Emerging-market stocks rose for the first time in eight days as Europe weighed options for Cyprus’s bailout and the Federal Reserve said it would maintain the current pace of bond purchases. Brazilian shares slid.

VTB Group, Russia’s second-biggest bank which has a Cypriot unit, rebounded from a three-month low, an Hungarian lender OTP Bank Nyrt. (OTP) jumped. Mirae Asset Securities Co. (037620) fell a third day in Seoul as a cyberattack shut down some computer networks. Brazil’s Bovespa index fell to a two-week low as utility Cia. Energetica de Minas Gerais plunged. China’s Shanghai Composite (SHCOMP) Index surged the most among Asian bourses.

The MSCI Emerging Markets Index (MXEF) gained 0.1 percent to 1,026.35, rising from a three-month low. Investors speculated that the European Central Bank will continue to support Cypriot banks until next week after lawmakers rejected an unprecedented levy on bank deposits. The Fed will continue buying $85 billion of bonds a month to bolster the U.S. economy, the Federal Open Market Commitee said today after meeting in Washington.

“The panic is abating and investors are moving back to riskier assets such as emerging-market equities,” Joseph Dayan, head of markets at BCS Financial Group in London, said by e- mail. “Investors fairly quickly realized that Cyprus in not a precedent for other peripheral European countries and that deposits in mainstream financial systems remain off limits.”

A measure of financial stocks in the developing-nations index rose, while technology companies fell. The broader emerging-market gauge has slipped 2.7 percent this year, trailing a 7.2 percent gain in the MSCI World Index (MXWO) of developed-country stocks. The emerging-markets measure trades at 10.8 times 12-month projected profit, compared with the MSCI World’s 14.2 valuation, data compiled by Bloomberg show.

Emerging ETF

The iShares MSCI Emerging Markets Index exchange-traded fund rose 0.6 percent to $42.23, the first gain in four days. The Chicago Board Options Exchange Emerging Markets ETF Volatility Index, a gauge of options prices on the fund and expectations of price swings, slumped 5.3 percent to 18.09.

The Shanghai Composite gauge of domestic Chinese stocks climbed 2.7 percent after Market Studies LLC’s Tom DeMark, who corectly predicted a retreat in the index last month, said that stocks will rally as much as 28 percent by September.

Brazil’s Bovespa index fell 0.6 percent as Cemig plunged 14 percent, leading utilities lower on concern regulators will limit rate increases.
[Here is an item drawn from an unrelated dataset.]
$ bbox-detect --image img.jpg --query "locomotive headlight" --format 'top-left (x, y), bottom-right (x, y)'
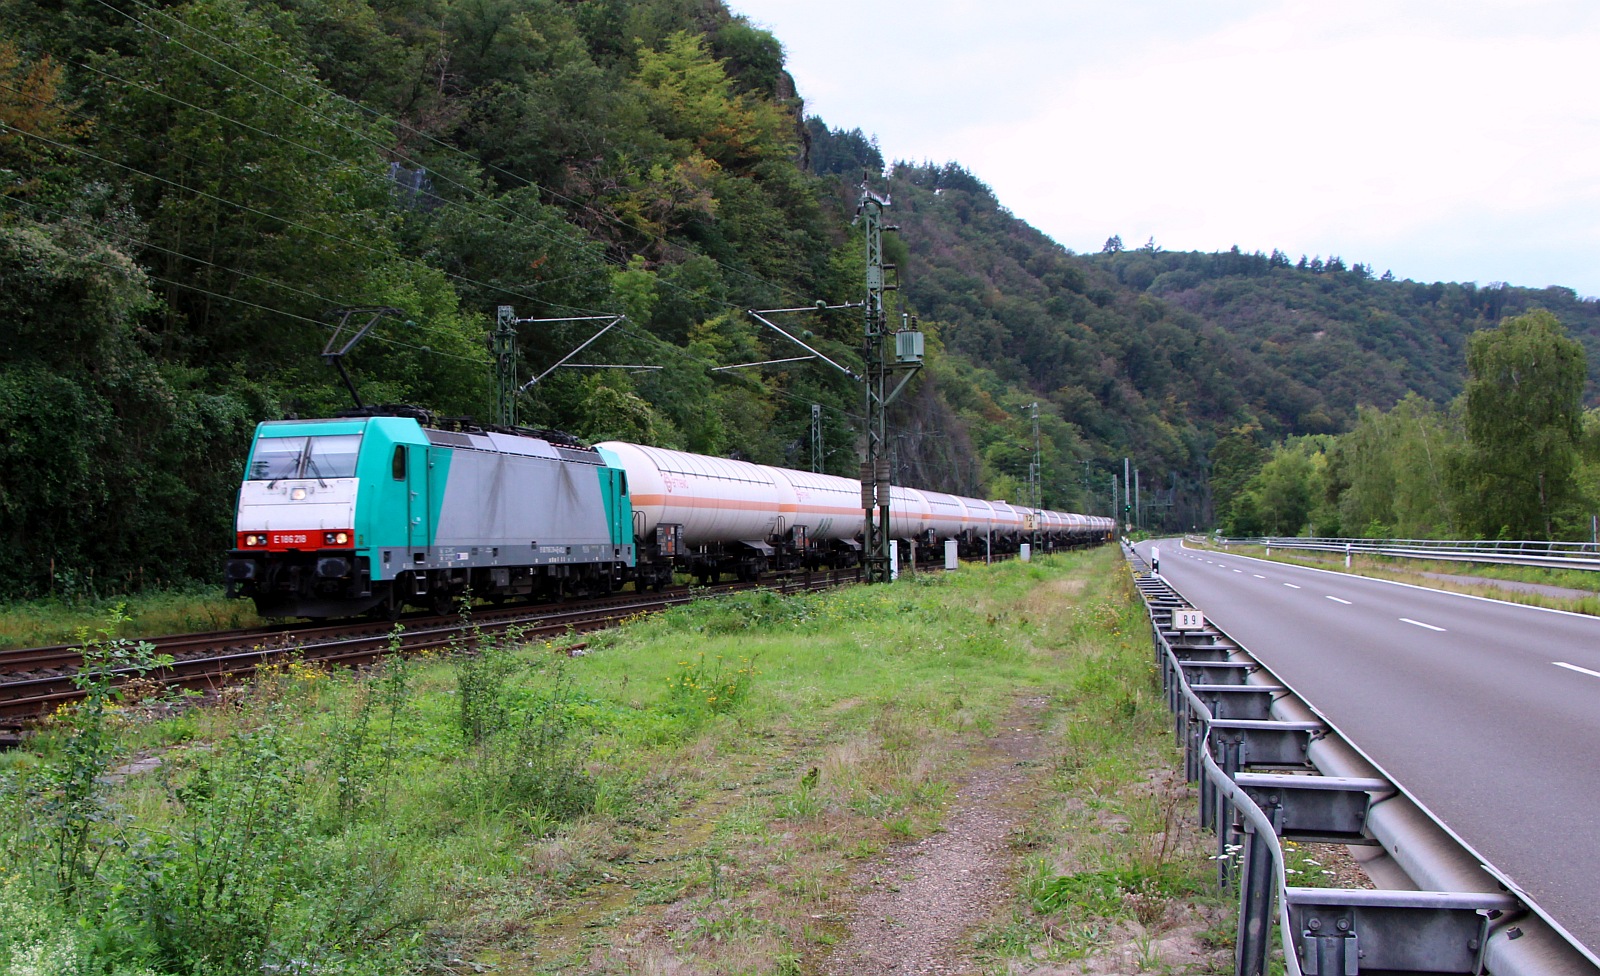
top-left (324, 531), bottom-right (350, 545)
top-left (290, 487), bottom-right (307, 501)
The IPC Index gained 1 percent in Mexico City as homebuilder Urbi Desarrollos Urbanos SAB (URBI*) snapped eight days of losses.
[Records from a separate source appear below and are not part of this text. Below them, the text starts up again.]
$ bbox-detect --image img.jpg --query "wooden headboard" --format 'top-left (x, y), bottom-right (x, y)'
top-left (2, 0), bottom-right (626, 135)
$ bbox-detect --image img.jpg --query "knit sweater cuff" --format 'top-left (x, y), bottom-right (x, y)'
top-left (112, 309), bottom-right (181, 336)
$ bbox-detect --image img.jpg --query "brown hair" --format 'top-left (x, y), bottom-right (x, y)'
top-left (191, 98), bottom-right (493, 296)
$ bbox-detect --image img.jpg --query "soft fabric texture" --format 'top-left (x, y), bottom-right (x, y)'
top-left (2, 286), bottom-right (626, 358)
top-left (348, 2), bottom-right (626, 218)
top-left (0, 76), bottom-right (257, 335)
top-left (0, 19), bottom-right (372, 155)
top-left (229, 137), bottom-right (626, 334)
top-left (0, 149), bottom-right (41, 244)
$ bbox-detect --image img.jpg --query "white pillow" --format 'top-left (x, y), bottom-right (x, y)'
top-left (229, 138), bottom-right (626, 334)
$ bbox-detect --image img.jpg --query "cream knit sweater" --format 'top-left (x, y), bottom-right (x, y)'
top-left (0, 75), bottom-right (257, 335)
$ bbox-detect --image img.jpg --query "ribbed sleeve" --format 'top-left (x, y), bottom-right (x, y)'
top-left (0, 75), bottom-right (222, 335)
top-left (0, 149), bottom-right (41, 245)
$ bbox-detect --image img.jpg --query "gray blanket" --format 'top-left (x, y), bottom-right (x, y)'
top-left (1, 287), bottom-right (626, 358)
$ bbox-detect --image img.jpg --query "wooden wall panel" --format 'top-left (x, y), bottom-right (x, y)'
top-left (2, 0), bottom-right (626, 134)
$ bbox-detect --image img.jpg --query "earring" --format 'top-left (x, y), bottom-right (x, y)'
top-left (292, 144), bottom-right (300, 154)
Russia’s Micex Index gained 0.7 percent, rallying for the first time in four days. VTB jumped 1.8 percent after the company said it may lose “only tens of millions of euros” in Cyprus as a worst-case scenario. The ruble strengthened 0.4 percent versus the dollar. The Market Vectors Russia ETF (RSX) jumped 1.1 percent in New York, rebounding from the lowest level since Nov. 28.

OTP Bank

Hungary’s BUX Index added 1.7 percent, climbing for the first time in seven days, as OTP Bank rallied 3.3 percent. The forint strengthened for a second day versus the euro. Hungary plans no “dramatic” measures to help foreign-currency borrowers, Daniel Gyuris, the acting head of the Hungarian Banking Association, said by phone yesterday.

India’s S&P BSE Sensex dropped 0.7 percent, falling for a fourth day amid concern the withdrawal of the government’s biggest partner from the ruling alliance may jeopardize economic reforms.
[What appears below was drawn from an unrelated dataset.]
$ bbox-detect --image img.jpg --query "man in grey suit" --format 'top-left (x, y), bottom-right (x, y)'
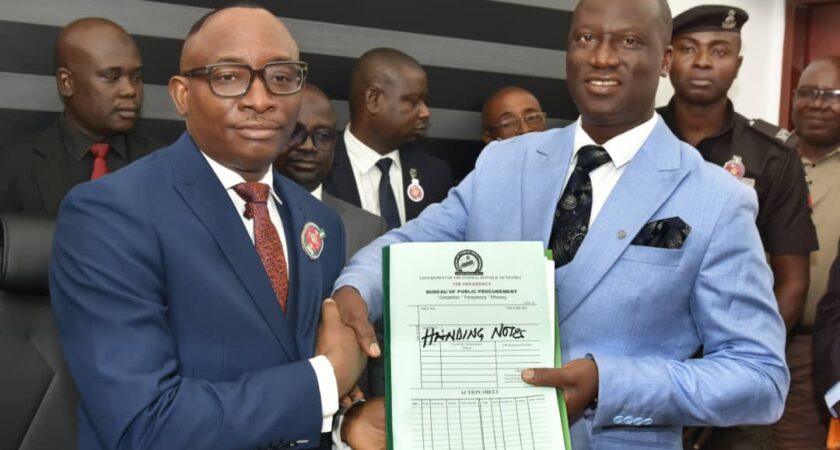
top-left (275, 84), bottom-right (388, 398)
South Korea’s Kospi Index retreated 1 percent, the most since Jan. 15, with about half the slump occurring in the last 20 minutes of trading. The government is investigating a cyberattack that shut down computer networks for banks and broadcasters. Mirae Asset tumbled 5.1 percent.

The won lost as much as 0.8 percent against the dollar after the government said it will consider steps to curb capital flows.

The extra yield investors demand to own developing-nation dollar debt over U.S. Treasuries fell seven basis points, or 0.07 percentage point, to 293 basis points, according to the JPMorgan Chase & Co. EMBI Global Index.